Official WEENstudio · Dubai UAE
WEENstudio
Arabic & Localisation · 7 min read

Voice-Over for Ramadan and Eid Campaigns in the GCC

Tone, dialect, timing and the cultural cues that make seasonal campaigns land — and the lead times that keep you on air.

WEENstudio Editorial · June 2, 2026

Ramadan is the biggest advertising season in the GCC, and the audio carries the emotion. Getting tone, dialect and timing right is the difference between an ad that feels native and one that feels imported. Here is how to brief seasonal voice-over so it resonates, and when to book so you are not scrambling in the final week.

Why Ramadan is the GCC advertising peak

Ramadan is the single biggest advertising and media season in the GCC. Viewing and listening climb sharply as families gather around iftar, evening audiences peak across television and streaming, and brands in retail, food, telecom, banking and government all compete for attention at once. In that crowded environment the audio does a great deal of the emotional work, because a familiar, warm voice cuts through where visuals alone do not. Planning the voice-over as a deliberate part of the campaign, rather than an afterthought, is what separates the spots people remember from the ones they skip.

The tone shift from everyday advertising

Ramadan creative is built on warmth, generosity, family and reflection, so the read should feel gentle, sincere and unhurried rather than punchy or hard-selling. A delivery that works for a flash sale in November can feel jarring in Ramadan, where the daytime mood is contemplative and the evenings are celebratory. Eid then shifts again toward joy and togetherness, with a brighter, more upbeat read. Telling the narrator which part of the season the spot runs in, and the exact emotion you want, gets you a performance that fits the moment.

Choosing the right Arabic

Most GCC Ramadan campaigns lean on Modern Standard Arabic for pan-regional broadcast, because it carries gravitas and is understood everywhere. When the campaign targets UAE or Gulf nationals specifically, an Emirati or Khaleeji read feels warmer and more local. Many brands run bilingual Arabic and English versions to reach both nationals and the large expatriate audience. If you are unsure which register fits, our guide on MSA, Khaleeji and Egyptian Arabic breaks down the trade-offs in detail.

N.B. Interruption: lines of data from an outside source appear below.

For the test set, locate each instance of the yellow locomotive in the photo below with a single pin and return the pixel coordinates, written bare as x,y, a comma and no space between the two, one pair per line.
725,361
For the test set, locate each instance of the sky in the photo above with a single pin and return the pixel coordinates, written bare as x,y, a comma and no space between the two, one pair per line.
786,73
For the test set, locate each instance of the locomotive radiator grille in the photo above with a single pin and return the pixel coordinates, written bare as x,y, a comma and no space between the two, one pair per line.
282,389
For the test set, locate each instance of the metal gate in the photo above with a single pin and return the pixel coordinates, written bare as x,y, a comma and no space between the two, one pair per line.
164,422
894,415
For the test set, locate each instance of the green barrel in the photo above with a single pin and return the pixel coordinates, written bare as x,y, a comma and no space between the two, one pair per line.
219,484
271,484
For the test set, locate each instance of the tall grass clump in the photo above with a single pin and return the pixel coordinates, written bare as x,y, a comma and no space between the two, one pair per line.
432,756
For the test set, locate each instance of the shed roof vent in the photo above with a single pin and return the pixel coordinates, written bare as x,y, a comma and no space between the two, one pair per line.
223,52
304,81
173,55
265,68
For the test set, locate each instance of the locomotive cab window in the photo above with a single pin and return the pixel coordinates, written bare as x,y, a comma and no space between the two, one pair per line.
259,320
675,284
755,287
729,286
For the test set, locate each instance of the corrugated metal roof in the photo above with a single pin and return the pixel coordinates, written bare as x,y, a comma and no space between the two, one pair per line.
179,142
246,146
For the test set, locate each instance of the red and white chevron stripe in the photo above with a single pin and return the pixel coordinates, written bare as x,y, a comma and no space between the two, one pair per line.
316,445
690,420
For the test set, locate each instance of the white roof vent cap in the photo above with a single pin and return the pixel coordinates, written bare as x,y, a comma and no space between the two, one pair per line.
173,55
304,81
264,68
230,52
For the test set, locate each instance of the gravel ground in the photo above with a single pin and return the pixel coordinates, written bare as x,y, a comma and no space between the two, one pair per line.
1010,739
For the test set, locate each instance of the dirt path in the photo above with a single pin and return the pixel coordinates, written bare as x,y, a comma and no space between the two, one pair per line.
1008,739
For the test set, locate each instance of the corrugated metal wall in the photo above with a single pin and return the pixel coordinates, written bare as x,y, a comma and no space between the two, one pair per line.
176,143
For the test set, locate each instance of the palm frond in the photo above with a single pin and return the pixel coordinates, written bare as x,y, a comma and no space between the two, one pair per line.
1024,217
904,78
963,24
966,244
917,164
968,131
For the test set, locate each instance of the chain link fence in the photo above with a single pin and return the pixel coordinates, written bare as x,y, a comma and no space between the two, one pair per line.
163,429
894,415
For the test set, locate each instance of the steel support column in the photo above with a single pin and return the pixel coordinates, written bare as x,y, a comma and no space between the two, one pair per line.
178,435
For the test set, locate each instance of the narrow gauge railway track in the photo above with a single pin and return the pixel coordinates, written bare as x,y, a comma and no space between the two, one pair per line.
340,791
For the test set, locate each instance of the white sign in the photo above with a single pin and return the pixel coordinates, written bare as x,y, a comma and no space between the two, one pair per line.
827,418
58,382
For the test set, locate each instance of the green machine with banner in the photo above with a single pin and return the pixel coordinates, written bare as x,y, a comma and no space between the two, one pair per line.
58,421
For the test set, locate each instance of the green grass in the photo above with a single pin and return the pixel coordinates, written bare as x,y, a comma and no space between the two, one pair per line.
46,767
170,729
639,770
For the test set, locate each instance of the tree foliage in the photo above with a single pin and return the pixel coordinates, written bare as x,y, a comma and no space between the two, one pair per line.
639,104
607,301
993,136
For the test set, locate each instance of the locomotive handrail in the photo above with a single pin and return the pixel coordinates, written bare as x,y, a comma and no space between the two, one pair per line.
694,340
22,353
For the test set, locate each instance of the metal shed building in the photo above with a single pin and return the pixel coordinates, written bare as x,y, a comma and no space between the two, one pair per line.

Music and sound sensitivities

Sound design during Ramadan deserves extra care. Many advertisers soften or avoid prominent instrumental music out of cultural respect, leaning instead on restrained scoring, oud, vocal-led beds or gentle ambience. Because the bed is lighter, the voice often carries more of the spot, which makes the casting and the read even more important. It is worth confirming your music approach early with both the client and the studio, so the voice is recorded and mixed to suit it.

Greetings and phrasing that ring true

Seasonal phrasing has to be exactly right. Greetings such as Ramadan Kareem and Eid Mubarak, along with any religious or cultural references, need the correct pronunciation, cadence and warmth that only native talent delivers naturally. A slightly off reading of a familiar greeting is immediately noticeable to the audience and undercuts the sincerity of the whole spot. Give the narrator the precise greetings and any specific terms you want, and let a native speaker handle the delivery.

Timing and lead times

The weeks before Ramadan are the busiest of the year for studios and voice talent in the region, so booking early is essential. Ramadan also shifts roughly eleven days earlier each year on the Gregorian calendar, so plan around the dates for the current year rather than assuming the timing of last season. A practical rule is to lock scripts and book recording three to four weeks ahead, and to record your Eid follow-up material in the same session where possible, which saves time and keeps the voice consistent across the whole season.

What to brief your studio

To get a seasonal spot right the first time, tell the studio five things up front: whether it runs in Ramadan or Eid, the tone and emotion you want, the Arabic register and any other languages, your music approach, and the exact greetings or phrases to include. Add your deadline and where the ad will run, since broadcast usage affects licensing as covered in our guide to usage rights and buyouts. With that brief, a regional studio can cast, record and mix a spot that feels native to the season rather than imported into it.